Dilansir dari Radar Banyuwangi – Jawa Pos, Kepolisian Resor Kota (Polresta) Banyuwangi memerintahkan semua jajaran Polsek intens melakukan patroli malam untuk mencegah aksi kejahatan.

Di wilayah Banyuwangi kota, patroli dipimpin langsung Kapolresta Banyuwangi Kombes Pol Arman Asmara Syarifudin.

Tim yang dipimpin Kapolresta bergerak ke wilayah yang dicurigai rawan kejahatan. Salah satunya di Lingkungan Kampung Ujung, Kelurahan Kepatihan, Kecamatan Banyuwangi Kota.

Tim dari Polresta yang melakukan patroli langsung mendatangi titik penjagaan warga. Di sana mereka memberikan imbauan kepada masyarakat untuk menjaga lingkungan tetap damai dan tak melakukan tindakan anarkis.

“Kita lakukan sosialisasi kepada masyarakat agar tidak gampang menerima berita hoaks terkait dengan penangkapan seseorang yang akan melakukan tindakan kejahatan,” kata Kapolresta.

“Kami minta masyarakat bijak. Jika memang benar ada yang melakukan tindakan kriminal, tangkap dan serahkan sama kami,” imbuhnya.

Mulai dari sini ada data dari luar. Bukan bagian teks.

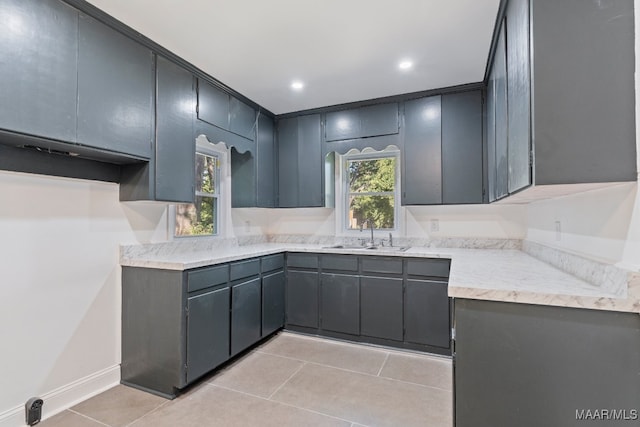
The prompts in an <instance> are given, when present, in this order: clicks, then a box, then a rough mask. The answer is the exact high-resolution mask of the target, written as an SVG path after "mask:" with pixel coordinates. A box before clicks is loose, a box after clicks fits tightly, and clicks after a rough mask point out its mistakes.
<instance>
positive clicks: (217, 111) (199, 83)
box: [198, 79, 229, 129]
mask: <svg viewBox="0 0 640 427" xmlns="http://www.w3.org/2000/svg"><path fill="white" fill-rule="evenodd" d="M198 119H200V120H202V121H205V122H207V123H209V124H212V125H214V126H218V127H221V128H223V129H228V128H229V94H227V93H225V92H223V91H221V90H220V89H218V88H216V87H214V86H213V85H211V84H209V83H207V82H205V81H203V80H202V79H198Z"/></svg>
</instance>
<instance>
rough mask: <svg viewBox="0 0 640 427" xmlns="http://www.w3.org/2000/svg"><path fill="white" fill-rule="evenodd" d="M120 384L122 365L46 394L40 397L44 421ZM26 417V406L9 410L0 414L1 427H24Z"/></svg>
mask: <svg viewBox="0 0 640 427" xmlns="http://www.w3.org/2000/svg"><path fill="white" fill-rule="evenodd" d="M119 383H120V365H115V366H111V367H109V368H106V369H103V370H102V371H98V372H95V373H93V374H91V375H88V376H86V377H84V378H80V379H79V380H76V381H74V382H72V383H69V384H67V385H64V386H62V387H59V388H57V389H55V390H51V391H49V392H47V393H44V394H42V395H40V396H39V397H40V398H42V400H44V405H43V407H42V419H43V420H44V419H47V418H50V417H52V416H54V415H56V414H57V413H59V412H62V411H64V410H65V409H68V408H71V407H72V406H74V405H76V404H78V403H80V402H82V401H84V400H86V399H88V398H90V397H93V396H95V395H96V394H100V393H102V392H103V391H105V390H108V389H110V388H111V387H113V386H115V385H117V384H119ZM24 417H25V413H24V406H19V407H17V408H12V409H9V410H7V411H5V412H2V413H0V427H24V426H26V424H25V418H24Z"/></svg>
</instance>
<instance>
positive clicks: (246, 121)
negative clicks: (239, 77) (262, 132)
mask: <svg viewBox="0 0 640 427" xmlns="http://www.w3.org/2000/svg"><path fill="white" fill-rule="evenodd" d="M255 123H256V110H254V109H253V108H251V107H249V106H248V105H247V104H245V103H244V102H242V101H240V100H239V99H236V98H234V97H230V100H229V130H230V131H231V132H233V133H237V134H238V135H242V136H244V137H245V138H248V139H250V140H252V141H253V140H254V139H255Z"/></svg>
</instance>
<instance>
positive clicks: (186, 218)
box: [175, 153, 219, 237]
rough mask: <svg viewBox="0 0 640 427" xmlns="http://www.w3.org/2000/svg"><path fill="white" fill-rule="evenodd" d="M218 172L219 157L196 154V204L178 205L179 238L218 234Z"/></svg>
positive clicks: (176, 228)
mask: <svg viewBox="0 0 640 427" xmlns="http://www.w3.org/2000/svg"><path fill="white" fill-rule="evenodd" d="M218 171H219V161H218V158H217V156H213V155H206V154H202V153H196V185H195V189H196V194H195V203H184V204H179V205H176V223H175V235H176V236H177V237H181V236H206V235H215V234H218V226H217V224H218V221H217V216H218V195H219V172H218Z"/></svg>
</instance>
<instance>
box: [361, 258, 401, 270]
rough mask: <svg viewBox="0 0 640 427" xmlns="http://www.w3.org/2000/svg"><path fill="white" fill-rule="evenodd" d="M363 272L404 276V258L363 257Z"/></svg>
mask: <svg viewBox="0 0 640 427" xmlns="http://www.w3.org/2000/svg"><path fill="white" fill-rule="evenodd" d="M362 272H363V273H388V274H402V258H381V257H377V256H373V257H362Z"/></svg>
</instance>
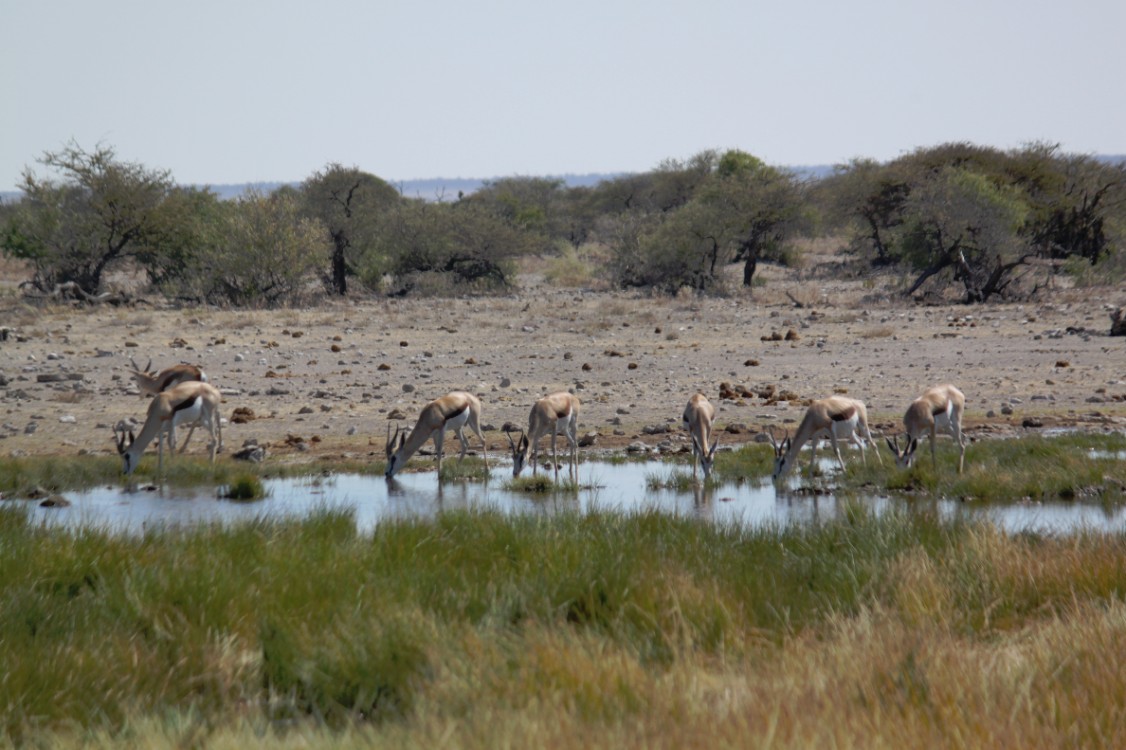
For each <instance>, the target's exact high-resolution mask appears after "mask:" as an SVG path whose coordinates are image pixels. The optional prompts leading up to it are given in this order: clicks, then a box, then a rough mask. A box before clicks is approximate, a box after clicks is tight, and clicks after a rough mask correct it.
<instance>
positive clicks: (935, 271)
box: [826, 143, 1126, 302]
mask: <svg viewBox="0 0 1126 750" xmlns="http://www.w3.org/2000/svg"><path fill="white" fill-rule="evenodd" d="M1124 177H1126V167H1123V166H1117V167H1114V166H1109V164H1105V163H1101V162H1099V161H1097V160H1094V159H1091V158H1088V157H1066V155H1061V154H1060V153H1058V146H1056V145H1052V144H1031V145H1029V146H1025V148H1024V149H1021V150H1018V151H1010V152H1002V151H999V150H997V149H989V148H983V146H974V145H972V144H965V143H953V144H945V145H940V146H937V148H933V149H928V150H920V151H917V152H914V153H912V154H909V155H906V157H903V158H901V159H897V160H895V161H893V162H891V163H888V164H886V166H882V167H881V166H876V164H875V163H873V162H867V161H861V162H854V163H852V164H850V166H849V167H848V168H844V169H842V170H840V171H839V172H838V175H835V176H833V177H832V178H830V179H829V180H828V186H829V187H828V190H830V191H832V193H833V194H834V197H835V205H837V206H839V207H843V208H844V209H846V213H848V214H850V215H851V217H852V220H854V227H855V231H856V239H855V240H854V248H856V249H858V250H859V251H861V252H865V253H867V255H868V256H869V258H870V259H872V261H873V262H874V264H876V265H892V264H904V265H906V266H908V267H909V268H911V269H912V270H913V271H915V273H917V276H915V278H914V280H913V282H912V283H911V284H910V285H909V287H908V289H906V293H908V294H912V293H914V292H917V291H919V289H920V288H922V286H923V285H926V284H928V283H931V282H932V279H936V280H937V279H944V278H945V279H947V282H954V283H957V284H959V285H960V286H962V287H963V292H964V298H965V301H966V302H981V301H984V300H988V298H990V297H992V296H995V295H1003V296H1012V295H1015V294H1018V293H1020V294H1026V293H1028V292H1029V287H1028V285H1027V284H1025V283H1024V279H1026V278H1027V277H1028V274H1026V273H1024V271H1025V270H1029V269H1035V268H1043V269H1045V270H1046V271H1047V273H1048V274H1051V273H1055V271H1056V269H1058V268H1060V267H1062V266H1063V265H1062V264H1060V262H1058V261H1061V260H1064V259H1069V258H1081V259H1083V260H1087V261H1088V262H1090V264H1092V265H1093V264H1096V262H1099V260H1100V259H1103V258H1106V257H1108V256H1110V255H1111V253H1112V252H1114V251H1115V250H1116V249H1117V248H1118V247H1120V244H1121V242H1123V229H1121V227H1124V226H1126V221H1124V220H1126V216H1124V214H1126V188H1124V186H1126V179H1124ZM826 203H830V204H832V203H833V202H832V200H829V202H826ZM1036 260H1044V261H1046V262H1035V261H1036ZM1018 280H1021V283H1020V284H1018V283H1017V282H1018ZM1036 288H1038V287H1037V286H1036V285H1034V286H1031V287H1030V291H1031V292H1035V289H1036Z"/></svg>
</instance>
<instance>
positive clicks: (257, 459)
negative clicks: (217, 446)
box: [231, 438, 266, 464]
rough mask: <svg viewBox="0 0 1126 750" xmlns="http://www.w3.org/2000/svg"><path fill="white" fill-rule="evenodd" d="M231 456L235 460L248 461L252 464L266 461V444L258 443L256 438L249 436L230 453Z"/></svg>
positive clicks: (259, 463)
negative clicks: (236, 449)
mask: <svg viewBox="0 0 1126 750" xmlns="http://www.w3.org/2000/svg"><path fill="white" fill-rule="evenodd" d="M231 457H232V458H234V459H235V461H249V462H251V463H254V464H260V463H261V462H263V461H266V446H263V445H258V440H254V439H253V438H251V439H249V440H247V441H245V443H243V444H242V448H241V449H239V450H236V452H235V453H234V454H232V456H231Z"/></svg>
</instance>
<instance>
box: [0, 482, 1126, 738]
mask: <svg viewBox="0 0 1126 750" xmlns="http://www.w3.org/2000/svg"><path fill="white" fill-rule="evenodd" d="M839 518H840V520H838V521H831V523H821V524H816V525H807V526H801V525H793V526H785V527H766V528H742V527H731V526H715V525H709V524H700V523H698V521H697V520H694V519H690V518H678V517H674V516H668V515H663V514H660V512H655V511H643V512H635V514H614V512H589V514H583V515H580V514H577V512H561V514H556V515H551V516H545V515H540V514H522V515H515V516H506V515H503V514H500V512H493V511H458V512H444V514H440V515H438V516H437V517H435V518H432V519H422V518H406V519H400V520H394V521H387V523H384V524H381V525H379V526H377V527H376V528H375V530H374V532H373V533H372V534H369V535H365V534H359V533H358V532H357V528H356V523H355V519H354V518H352V516H351V515H350V514H348V512H340V511H328V510H325V511H322V512H319V514H315V515H314V516H312V517H310V518H306V519H304V520H265V519H263V520H256V521H252V523H247V524H241V525H233V526H220V525H214V526H200V527H185V528H152V529H149V530H146V532H145V533H144V534H142V535H134V536H129V535H118V534H114V533H111V532H109V530H102V529H92V528H88V529H81V530H75V532H65V530H60V529H52V528H50V527H46V526H42V525H38V524H35V523H32V521H30V520H29V515H28V514H27V512H26V511H24V510H20V509H19V507H11V506H5V505H2V503H0V570H2V571H3V575H0V611H2V613H3V617H0V663H3V666H5V672H3V679H2V680H0V736H3V738H5V740H6V741H7V742H10V743H12V744H30V745H41V747H47V745H50V747H59V745H63V747H65V745H68V744H69V745H73V747H77V745H79V744H82V745H83V747H90V745H91V744H93V745H96V747H97V745H101V747H111V745H114V744H117V743H122V742H125V743H128V744H133V745H137V747H141V745H143V747H151V745H171V744H193V745H216V744H222V745H238V747H268V745H276V744H278V743H279V742H280V743H283V744H284V743H286V742H289V743H292V744H306V743H314V744H319V743H325V742H331V743H336V744H339V745H341V747H345V745H350V744H375V745H377V747H378V745H384V747H435V745H437V744H449V741H450V734H449V732H450V731H452V730H450V727H456V732H455V734H456V742H455V744H461V745H472V747H498V745H515V744H520V745H535V747H544V745H551V747H562V748H580V747H587V745H588V744H590V743H591V742H592V741H595V740H596V739H597V742H598V743H599V744H614V745H626V747H629V745H640V744H653V743H654V738H659V739H660V741H659V742H655V743H656V744H661V745H665V747H681V745H685V747H692V745H695V744H698V742H699V738H706V739H707V743H708V744H709V745H712V744H716V745H721V747H736V745H738V747H742V745H743V744H744V743H745V742H747V738H748V736H754V738H763V739H767V738H769V740H770V742H771V744H772V745H775V747H789V748H799V747H829V745H832V747H935V745H954V744H957V745H959V747H1053V745H1056V747H1057V745H1071V744H1080V745H1090V747H1121V745H1123V744H1124V742H1126V723H1124V722H1121V721H1120V718H1121V706H1123V705H1126V677H1124V676H1126V669H1124V667H1126V655H1124V654H1126V648H1124V646H1126V605H1124V604H1123V601H1121V592H1123V591H1124V590H1126V546H1124V545H1123V544H1121V543H1120V539H1119V538H1118V536H1117V535H1115V534H1096V533H1083V534H1076V535H1072V536H1061V537H1056V536H1042V535H1034V534H1017V535H1009V534H1004V533H1002V532H1001V530H999V529H998V528H995V527H993V526H991V525H989V524H976V523H974V524H969V523H964V521H957V520H942V519H940V518H937V517H933V516H928V515H926V514H895V512H888V514H883V515H878V516H877V515H873V514H870V512H868V511H866V510H865V509H864V508H863V507H861V506H859V505H857V506H849V507H848V508H846V509H844V512H841V514H839Z"/></svg>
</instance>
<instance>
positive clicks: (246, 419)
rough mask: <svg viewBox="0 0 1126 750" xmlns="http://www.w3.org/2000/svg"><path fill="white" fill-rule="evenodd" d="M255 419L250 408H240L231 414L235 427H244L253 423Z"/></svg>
mask: <svg viewBox="0 0 1126 750" xmlns="http://www.w3.org/2000/svg"><path fill="white" fill-rule="evenodd" d="M254 419H256V417H254V410H253V409H251V408H250V407H238V408H235V410H234V411H232V412H231V422H233V423H234V425H244V423H247V422H251V421H253V420H254Z"/></svg>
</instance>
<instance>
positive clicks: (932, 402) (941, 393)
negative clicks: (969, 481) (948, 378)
mask: <svg viewBox="0 0 1126 750" xmlns="http://www.w3.org/2000/svg"><path fill="white" fill-rule="evenodd" d="M965 409H966V396H965V395H964V394H963V393H962V391H959V390H958V389H956V387H955V386H953V385H950V384H949V383H947V384H945V385H936V386H933V387H931V389H928V390H927V391H926V392H924V393H923V394H922V395H921V396H919V398H918V399H915V400H914V401H912V402H911V405H910V407H908V410H906V412H905V413H904V414H903V428H904V429H905V430H906V444H905V445H904V446H903V447H902V448H901V447H900V438H899V436H896V437H895V439H894V440H892V439H891V438H887V447H888V448H891V449H892V453H894V454H895V465H896V466H899V467H900V468H909V467H910V466H911V464H913V463H914V458H915V448H918V447H919V438H921V437H922V436H923V435H928V436H930V463H931V466H933V467H935V470H936V471H937V470H938V458H937V457H936V456H935V438H936V437H937V432H938V430H939V429H946V430H949V432H950V436H951V437H953V438H954V441H955V443H957V444H958V452H959V453H958V473H959V474H960V473H962V471H963V468H964V467H965V463H966V438H965V435H964V434H963V432H962V414H963V413H964V412H965Z"/></svg>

Pihaknya meminta masyarakat tidak melakukan tindakan main hakim sendiri saat mengamankan pelaku tindak kriminalitas. Jangan sampai ada korban yang dianiaya. Sebab, sebagian warga yang terlanjur dihakimi massa ternyata bukan pelaku kejahatan.

Polresta Banyuwangi sebelumnya juga telah mengamankan pelaku penyebar hoaks terkait adanya pelaku kriminalitas yang seolah-olah melakukan aksi di beberapa tempat.

“Tanggal 27 April kemarin kita mengamankan orang yang menyebar hoaks bahwa ada 10 orang yang akan melakukan aksi kriminalitas di Banyuwangi,” kata Kapolreta.

“Kita amankan dan dia meminta maaaf. Tetap kita proses. Imbasnya adalah masyarakat saat ini resah dengan isu hoaks ini,” imbuhnya.

Patroli malam mengatisipasi gangguan keamanan dan ketertiban masyarakat (kamtibmas) ini dilanjutkan dengan mendatangi posko Satuan Tugas (Satgas) Covid-19 di tingkat desa maupun kelurahan.

Mereka bertugas mendata dan mengidentifikasi pendatang baru di desa/kelurahan tersebut.

“Mereka garda terdepan. Kami harap masyarakat melaporkan jika ada pendatang atau orang yang dinilai misterius yang masuk desa atau kelurahan,” pungkasnya.